A 30hp shop vac? Come TF ON!
I'm guessing he meant 3 hp, that would have more than enough suction to collapse the drum.
Absolutely. Same thing happens to a tank being emptied of liquid without a vacuum breaker or inert gas system on it. These tanks are designed to hold pressure, not vacuum. Now you know why a vac truck has a special tank construction, and can't be made out of any old tank truck.
Yes this is accurate. This was prepared as educational, note the reinforced hose no doubt connected to an unloading pump and the tank car sitting on pavement not rails. Pretty amazing.
It's real. The stresses caused by the increasing vacuum eventually load up hoop stresses sufficiently to cause just such a collapse. It happens in the P-tanks used for powdered materials in the O&G drilling industry, too.

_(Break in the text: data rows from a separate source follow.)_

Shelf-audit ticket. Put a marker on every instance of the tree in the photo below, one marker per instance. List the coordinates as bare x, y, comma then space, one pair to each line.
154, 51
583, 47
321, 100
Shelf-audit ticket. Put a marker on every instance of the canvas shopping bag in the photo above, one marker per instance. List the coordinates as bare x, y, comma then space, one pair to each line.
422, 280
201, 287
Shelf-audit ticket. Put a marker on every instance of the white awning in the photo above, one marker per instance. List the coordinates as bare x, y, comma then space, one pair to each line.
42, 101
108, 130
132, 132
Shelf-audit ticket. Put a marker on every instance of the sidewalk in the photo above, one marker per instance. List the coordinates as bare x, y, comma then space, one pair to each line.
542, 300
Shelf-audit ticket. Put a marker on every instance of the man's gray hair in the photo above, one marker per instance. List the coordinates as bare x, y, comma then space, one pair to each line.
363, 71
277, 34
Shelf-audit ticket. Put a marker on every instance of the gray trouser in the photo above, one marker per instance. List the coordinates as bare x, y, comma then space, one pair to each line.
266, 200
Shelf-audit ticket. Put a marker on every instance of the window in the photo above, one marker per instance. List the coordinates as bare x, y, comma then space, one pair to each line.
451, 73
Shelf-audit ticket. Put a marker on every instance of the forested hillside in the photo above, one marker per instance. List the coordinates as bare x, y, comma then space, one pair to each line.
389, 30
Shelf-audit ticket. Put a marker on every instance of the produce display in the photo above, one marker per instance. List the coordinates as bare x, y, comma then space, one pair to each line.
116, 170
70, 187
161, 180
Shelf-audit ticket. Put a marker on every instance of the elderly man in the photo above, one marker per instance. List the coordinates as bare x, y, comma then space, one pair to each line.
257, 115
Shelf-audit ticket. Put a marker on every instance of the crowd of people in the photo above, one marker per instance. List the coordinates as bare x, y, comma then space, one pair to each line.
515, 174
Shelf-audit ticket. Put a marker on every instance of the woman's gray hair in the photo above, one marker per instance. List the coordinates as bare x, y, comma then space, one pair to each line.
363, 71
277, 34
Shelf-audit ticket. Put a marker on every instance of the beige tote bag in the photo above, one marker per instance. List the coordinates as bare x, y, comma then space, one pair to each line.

Me - when I heard Fox "called" Arizona.
i work in a refinery. this is something we worry about every time we take a tower or vessel out of service
More likely unloading and not opening the dome lid. I worked tank haul for 15 years and would see this every now and then on a tanker that a rookie was unloading.
Mythbusters did a show on this. Their experience required a 'dent' to compromise the "structural integrity" of the tank cars they were using.However, "YMMV" - those vents are there for good reasons, "safety regulations are written in blood" (as in "Yes, enough people were dumb enough to do that that eventually some were injured, maimed, or killed. You'd think we wouldn't have to tell people ...")
Everything is fine until it isn't. I suspect we'll see that this applies in places other than tank cars.
seen it done while cleaning with steam. guy got half way thru and when he came back from lunch, was he surprised!